Kenya, South Africa sign agreements to boost trade

Reuters, Saturday 27 Nov 2010

The African continent's two economic powerhouses strive for further economic boosts

Kenya and South Africa signed agreements Friday aimed at improving commercial relations between the two regional economic powerhouses before a planned visit by President Jacob Zuma next year.

The deals were sealed during a visit by South African Deputy President Kgalema Motlanthe to East Africa's biggest economy. He said his trip was to create a better environment for businessmen to trade freely between the two countries.

Kenyan businessmen say South African tariffs and other trade barriers can make it difficult to invest or sell some exports in the continent's biggest economy.

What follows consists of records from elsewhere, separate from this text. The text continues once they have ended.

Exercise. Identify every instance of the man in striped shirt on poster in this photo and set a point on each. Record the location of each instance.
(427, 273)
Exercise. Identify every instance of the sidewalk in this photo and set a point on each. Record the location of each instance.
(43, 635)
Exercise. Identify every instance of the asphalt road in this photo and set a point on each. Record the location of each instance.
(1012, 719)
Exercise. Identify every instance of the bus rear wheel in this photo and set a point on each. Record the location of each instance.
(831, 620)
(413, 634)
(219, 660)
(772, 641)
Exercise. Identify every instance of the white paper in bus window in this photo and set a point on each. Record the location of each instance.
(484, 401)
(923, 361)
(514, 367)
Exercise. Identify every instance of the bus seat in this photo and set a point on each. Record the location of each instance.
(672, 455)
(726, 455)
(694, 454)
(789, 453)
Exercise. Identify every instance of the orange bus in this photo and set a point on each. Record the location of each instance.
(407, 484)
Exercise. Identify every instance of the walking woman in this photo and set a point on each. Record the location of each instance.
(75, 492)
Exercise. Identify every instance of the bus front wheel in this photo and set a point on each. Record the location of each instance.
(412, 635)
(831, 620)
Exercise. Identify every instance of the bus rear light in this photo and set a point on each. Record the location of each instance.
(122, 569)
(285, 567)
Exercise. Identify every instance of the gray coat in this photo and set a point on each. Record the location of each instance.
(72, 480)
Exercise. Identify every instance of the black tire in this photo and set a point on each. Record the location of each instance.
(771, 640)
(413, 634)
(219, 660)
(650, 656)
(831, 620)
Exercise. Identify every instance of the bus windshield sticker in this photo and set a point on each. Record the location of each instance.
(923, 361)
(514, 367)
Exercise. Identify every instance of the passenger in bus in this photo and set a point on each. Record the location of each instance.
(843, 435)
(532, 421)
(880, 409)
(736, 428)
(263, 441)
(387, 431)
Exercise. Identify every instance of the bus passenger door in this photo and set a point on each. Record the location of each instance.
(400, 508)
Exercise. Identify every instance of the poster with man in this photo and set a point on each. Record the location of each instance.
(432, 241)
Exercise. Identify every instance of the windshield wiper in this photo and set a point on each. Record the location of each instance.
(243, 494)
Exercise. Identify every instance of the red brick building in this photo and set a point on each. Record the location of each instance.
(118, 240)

Trade ministers from the two countries signed a Memorandum of Understanding (MOU) on agricultural cooperation and a double taxation treaty.

"The agreement will facilitate investment, in particular by removing the obligations that may exist at present of being taxed in both jurisdictions," Motlanthe told Reuters.

He said in an interview that the agriculture MOU would address the opening of South African markets to Kenyan produce.

Currently, tea exported from Kenya attracts an import tax of four rand per kilogramme and while soda ash attracts a 12 per cent levy. Kenya, which is the world's biggest exporter of black tea, wants both to be zero rated.

Kenya also cannot export livestock and livestock products due to strict health rules in South Africa, while there is a ban on avocados from Kenya due to fruit flies there, Kenyan Trade Minister Chirau Mwakwere told business delegates.

He said Kenya had completed all the requirements for both livestock and avocado exports and was waiting for South African inspectors to come and make checks.

Mwakwere said the balance of trade between the two African nations was heavily in favour of South Africa and the steps taken on Friday would make the playing field more even.

"In 2009, the value of South African imports to Kenya was 70 billion shillings ($869 million) while imports from Kenya to South Africa were valued at 3.5 billion shillings," he said.

Motlanthe also held talks with Kenyan President Mwai Kibaki and Prime Minister Raila Odinga. He left Kenya Friday.